Went to a Ruby Wedding celebration last evening. Fort years married. I was the groom’s best man on the day. I wore a Pierre Cardin suit, complete with waistcoat. It was the suits first big occasion and the first and only time I have been called upon to carry out best man duties. I remember very little about it. Can’t recall making a speech, but remember that I had to thank the bridesmaids and read out the telegrams. Don’t recollect doing either, but trust that I did both. I have hazy memories of keeping the youngest bridesmaid entertained at the reception. A four-year-old can get the jitters at a long drawn-out wedding reception: too much having to sit still and listen to grown-ups drone on in between courses of food that, as a child, you don’t like, washed down with drinks you can’t have. She was there yesterday, my little mate, forty-four now and making the most of the food she liked and the drinks she could have, slipping out frequently to the front garden along with the other ex-bridesmaid to ‘check on the cars’, fags and lighter in hand.

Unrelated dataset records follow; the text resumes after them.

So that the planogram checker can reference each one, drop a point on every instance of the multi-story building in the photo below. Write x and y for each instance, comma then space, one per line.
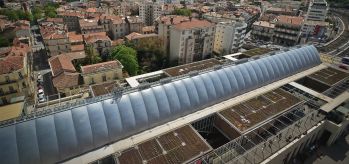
65, 78
134, 23
99, 41
191, 41
71, 19
317, 10
265, 110
163, 25
287, 30
314, 23
88, 26
15, 73
150, 11
102, 72
263, 30
229, 37
55, 38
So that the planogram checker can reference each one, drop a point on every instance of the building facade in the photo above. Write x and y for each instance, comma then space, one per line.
287, 30
191, 41
263, 30
317, 10
101, 72
229, 37
149, 12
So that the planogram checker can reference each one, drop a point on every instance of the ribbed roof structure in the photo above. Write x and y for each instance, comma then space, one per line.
63, 135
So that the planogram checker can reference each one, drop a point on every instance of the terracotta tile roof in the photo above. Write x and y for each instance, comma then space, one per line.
10, 64
73, 37
75, 48
290, 20
94, 68
66, 80
61, 63
55, 20
75, 55
95, 38
135, 35
176, 19
104, 88
148, 29
117, 42
193, 24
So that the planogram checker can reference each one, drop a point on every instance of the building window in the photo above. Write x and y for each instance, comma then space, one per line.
92, 81
11, 88
7, 78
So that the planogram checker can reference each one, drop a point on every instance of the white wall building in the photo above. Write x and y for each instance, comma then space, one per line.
191, 41
317, 10
229, 37
149, 12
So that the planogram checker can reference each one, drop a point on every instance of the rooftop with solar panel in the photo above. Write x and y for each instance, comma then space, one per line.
216, 112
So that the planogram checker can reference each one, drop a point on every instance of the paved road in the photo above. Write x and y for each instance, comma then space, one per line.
335, 154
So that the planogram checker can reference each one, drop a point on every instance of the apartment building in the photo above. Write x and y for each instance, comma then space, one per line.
149, 12
314, 23
263, 30
65, 78
229, 37
55, 38
317, 10
191, 41
287, 30
71, 19
163, 27
15, 73
101, 72
88, 26
99, 41
134, 24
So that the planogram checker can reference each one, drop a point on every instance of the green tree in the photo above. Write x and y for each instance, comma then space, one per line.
184, 12
4, 42
128, 58
92, 57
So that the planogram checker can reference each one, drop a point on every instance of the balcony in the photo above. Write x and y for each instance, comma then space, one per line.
8, 82
8, 93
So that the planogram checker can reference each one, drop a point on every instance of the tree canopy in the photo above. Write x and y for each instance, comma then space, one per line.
92, 57
128, 58
184, 12
15, 15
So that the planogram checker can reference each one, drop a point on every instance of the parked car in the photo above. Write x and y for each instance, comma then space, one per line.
41, 100
40, 91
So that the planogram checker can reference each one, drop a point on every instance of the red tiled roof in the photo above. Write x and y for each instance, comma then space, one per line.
290, 19
61, 63
94, 68
73, 37
176, 19
10, 64
66, 80
75, 48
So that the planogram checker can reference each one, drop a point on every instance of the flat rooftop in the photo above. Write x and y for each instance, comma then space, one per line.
196, 66
250, 113
329, 76
256, 52
104, 88
178, 146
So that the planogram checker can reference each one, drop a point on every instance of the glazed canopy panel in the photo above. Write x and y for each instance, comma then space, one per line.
63, 135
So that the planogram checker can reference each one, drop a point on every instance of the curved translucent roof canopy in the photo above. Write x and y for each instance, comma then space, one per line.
70, 133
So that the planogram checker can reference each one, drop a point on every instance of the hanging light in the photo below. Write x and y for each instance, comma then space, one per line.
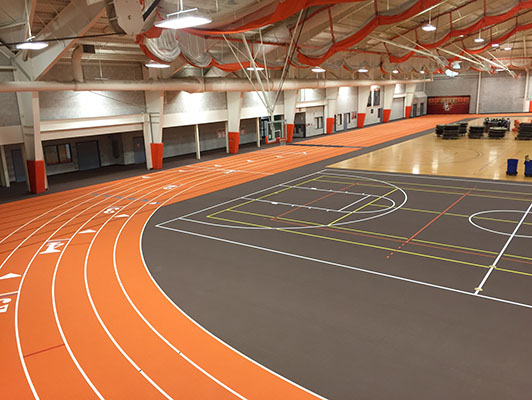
29, 44
428, 27
183, 19
153, 64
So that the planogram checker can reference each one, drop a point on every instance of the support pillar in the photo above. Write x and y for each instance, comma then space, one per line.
4, 176
196, 141
409, 98
388, 92
234, 108
290, 100
31, 131
153, 129
362, 105
331, 94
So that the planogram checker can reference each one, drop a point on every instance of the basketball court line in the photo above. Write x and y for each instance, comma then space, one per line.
494, 264
353, 268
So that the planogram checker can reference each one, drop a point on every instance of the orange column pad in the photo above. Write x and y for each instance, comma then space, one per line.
157, 155
386, 115
330, 125
234, 139
408, 111
360, 120
289, 133
36, 175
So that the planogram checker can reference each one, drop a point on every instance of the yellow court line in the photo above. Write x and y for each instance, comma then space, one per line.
262, 197
361, 244
431, 191
378, 234
440, 186
365, 205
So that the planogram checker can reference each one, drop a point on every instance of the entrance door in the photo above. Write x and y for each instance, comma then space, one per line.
138, 149
88, 155
18, 165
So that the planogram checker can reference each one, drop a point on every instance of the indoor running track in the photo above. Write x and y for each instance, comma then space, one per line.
80, 315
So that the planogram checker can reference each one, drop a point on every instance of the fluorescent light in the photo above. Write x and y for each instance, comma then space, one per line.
152, 64
428, 27
29, 45
182, 19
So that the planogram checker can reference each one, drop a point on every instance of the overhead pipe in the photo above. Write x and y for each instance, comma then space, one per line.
192, 85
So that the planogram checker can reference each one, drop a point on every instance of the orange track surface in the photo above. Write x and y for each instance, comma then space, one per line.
85, 319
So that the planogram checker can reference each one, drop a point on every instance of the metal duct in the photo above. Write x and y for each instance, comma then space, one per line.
191, 85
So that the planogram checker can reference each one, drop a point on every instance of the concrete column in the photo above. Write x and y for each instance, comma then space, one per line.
331, 94
387, 100
155, 111
4, 176
234, 109
196, 140
362, 104
290, 100
258, 132
409, 98
31, 131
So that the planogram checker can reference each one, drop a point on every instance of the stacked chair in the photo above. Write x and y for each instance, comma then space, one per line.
476, 132
524, 131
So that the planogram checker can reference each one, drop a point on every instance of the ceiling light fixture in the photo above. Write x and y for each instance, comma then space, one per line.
153, 64
183, 19
428, 27
29, 44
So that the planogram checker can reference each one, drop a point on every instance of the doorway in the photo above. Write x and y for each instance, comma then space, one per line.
88, 155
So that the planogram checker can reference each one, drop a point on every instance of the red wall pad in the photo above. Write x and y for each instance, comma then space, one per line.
361, 117
330, 126
289, 133
234, 139
157, 155
36, 175
386, 115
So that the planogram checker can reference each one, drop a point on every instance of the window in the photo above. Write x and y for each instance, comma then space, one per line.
57, 154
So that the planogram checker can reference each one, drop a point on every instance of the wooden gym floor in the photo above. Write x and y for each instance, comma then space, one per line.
271, 275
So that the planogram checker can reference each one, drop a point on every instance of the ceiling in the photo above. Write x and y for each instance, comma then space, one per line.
342, 36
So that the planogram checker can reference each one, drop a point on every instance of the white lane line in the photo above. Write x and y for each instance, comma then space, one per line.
353, 203
139, 313
335, 264
109, 189
478, 289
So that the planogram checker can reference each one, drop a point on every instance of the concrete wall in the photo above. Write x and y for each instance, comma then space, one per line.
70, 104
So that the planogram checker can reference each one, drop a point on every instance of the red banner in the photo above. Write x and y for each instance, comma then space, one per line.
448, 104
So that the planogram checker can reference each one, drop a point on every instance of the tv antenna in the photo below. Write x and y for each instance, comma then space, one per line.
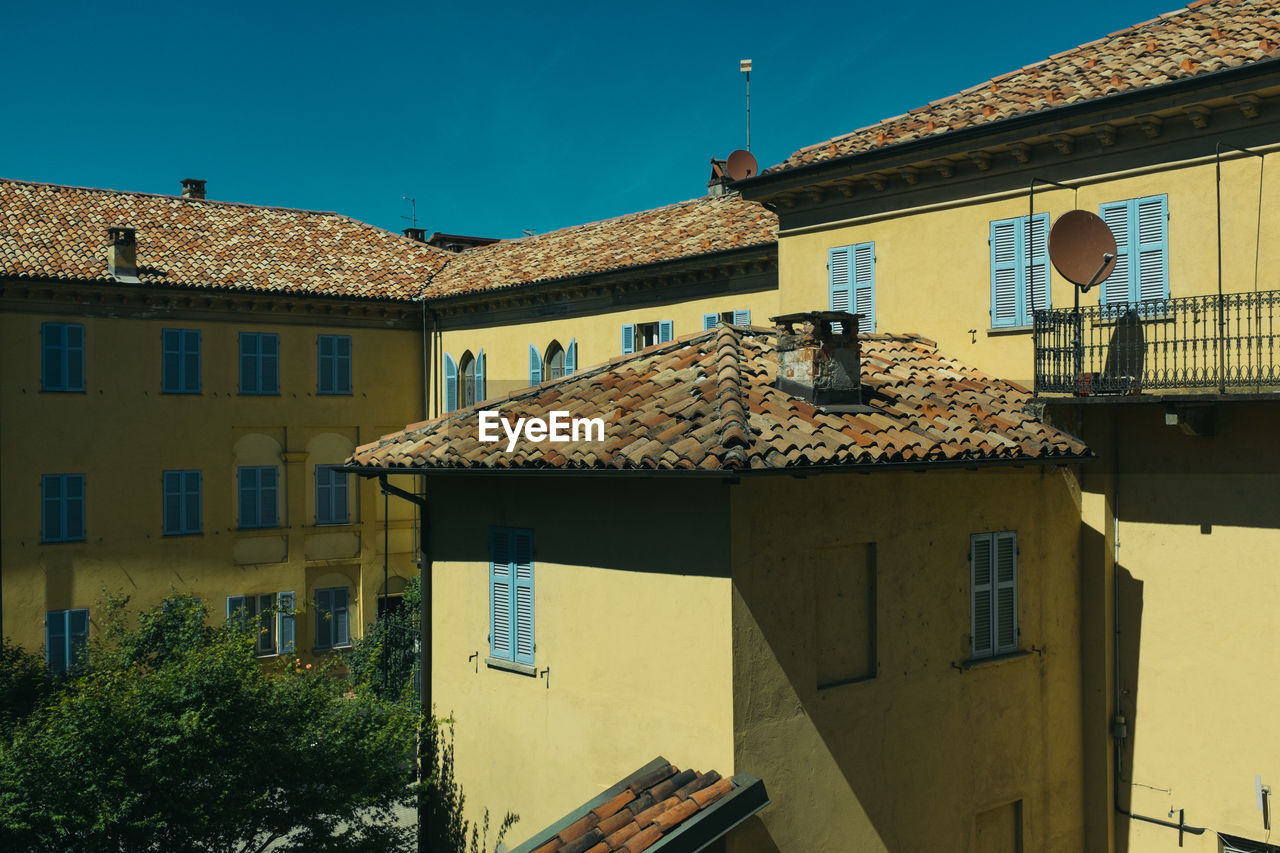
412, 218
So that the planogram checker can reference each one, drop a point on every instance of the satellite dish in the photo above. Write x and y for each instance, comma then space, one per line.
1082, 249
741, 164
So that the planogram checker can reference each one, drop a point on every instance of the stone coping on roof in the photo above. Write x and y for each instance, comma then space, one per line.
681, 231
657, 808
707, 402
1205, 37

The other guests comprised of those I didn’t know, some, with prompting, that I did and those that knew me but who I had totally forgotten, leaving me trying desperately to superimpose a twenty-year-old face onto that of a sixty year old whose name had faded into oblivion. But no one appeared to take offence and some went on to recount events that fanned a faint glimmer of recall in the back of my mind but from which they had been completely erased. A little disturbing this. Hopefully not a precursor of things to come, causing me to bring to mind the words of an elderly relative now resident in a care home – ‘I don’t know who you are, who I am, or where I am’. Sadly a fate all-too-familiar in a world where longevity is increasing but not necessarily with all faculties remaining intact.

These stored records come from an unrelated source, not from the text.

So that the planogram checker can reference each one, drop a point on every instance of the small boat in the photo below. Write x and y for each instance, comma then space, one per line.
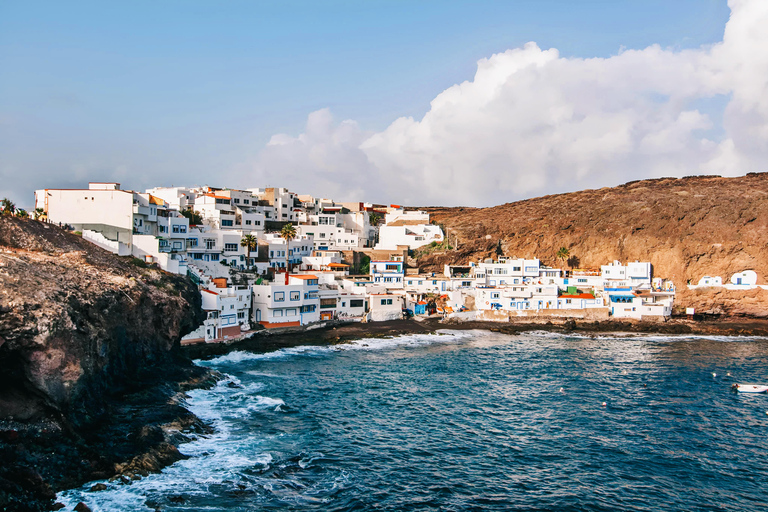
750, 388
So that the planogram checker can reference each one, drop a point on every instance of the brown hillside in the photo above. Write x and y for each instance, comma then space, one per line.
687, 228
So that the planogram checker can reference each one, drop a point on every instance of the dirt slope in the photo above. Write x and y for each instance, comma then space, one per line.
687, 228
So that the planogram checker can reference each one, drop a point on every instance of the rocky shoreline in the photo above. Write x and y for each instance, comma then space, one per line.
264, 341
145, 426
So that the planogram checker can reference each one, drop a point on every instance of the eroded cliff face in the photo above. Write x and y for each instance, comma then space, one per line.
688, 228
80, 328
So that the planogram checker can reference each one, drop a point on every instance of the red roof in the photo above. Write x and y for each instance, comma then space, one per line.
578, 296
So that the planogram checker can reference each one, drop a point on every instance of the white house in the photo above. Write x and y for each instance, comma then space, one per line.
628, 303
228, 309
386, 307
388, 274
408, 228
632, 274
276, 304
746, 279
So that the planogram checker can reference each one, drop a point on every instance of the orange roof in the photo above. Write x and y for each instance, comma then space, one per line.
218, 197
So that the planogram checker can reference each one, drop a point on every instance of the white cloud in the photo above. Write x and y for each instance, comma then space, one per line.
325, 160
532, 122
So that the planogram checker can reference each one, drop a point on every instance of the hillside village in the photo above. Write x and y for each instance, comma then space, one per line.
271, 258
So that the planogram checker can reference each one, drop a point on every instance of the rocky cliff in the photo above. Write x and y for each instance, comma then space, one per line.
87, 340
688, 228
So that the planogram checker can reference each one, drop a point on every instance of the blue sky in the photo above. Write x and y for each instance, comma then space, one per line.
175, 91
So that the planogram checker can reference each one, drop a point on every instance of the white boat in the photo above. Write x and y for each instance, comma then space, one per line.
750, 388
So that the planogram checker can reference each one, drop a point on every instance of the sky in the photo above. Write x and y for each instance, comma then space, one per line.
422, 103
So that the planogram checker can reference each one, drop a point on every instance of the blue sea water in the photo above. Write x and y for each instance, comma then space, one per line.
473, 420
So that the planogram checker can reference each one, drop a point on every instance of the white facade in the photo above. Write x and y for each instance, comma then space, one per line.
277, 304
277, 250
386, 307
507, 272
632, 274
389, 274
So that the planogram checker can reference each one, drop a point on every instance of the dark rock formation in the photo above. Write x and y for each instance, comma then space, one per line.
89, 363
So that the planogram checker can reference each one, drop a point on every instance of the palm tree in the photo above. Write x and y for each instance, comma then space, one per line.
250, 243
8, 206
288, 233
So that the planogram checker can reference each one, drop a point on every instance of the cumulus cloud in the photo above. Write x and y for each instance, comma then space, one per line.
325, 160
532, 122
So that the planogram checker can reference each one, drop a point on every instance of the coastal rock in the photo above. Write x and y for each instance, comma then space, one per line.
89, 361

Pushing such sombre thoughts aside, I had a good time and was able to join two old friends in a raised glass to their time together and judging from the lives recounted in conversations by others attending, forty happy years with the same partner being a reason for true celebration. And I’ve still got that suit. When I mentioned it to the bride, a tailor (recently retired) by trade, she kindly offered to let it out for me should I be tempted to relive my youth. A kind thought, but probably best left in the wardrobe as a fond, but slightly moth-damaged reminder.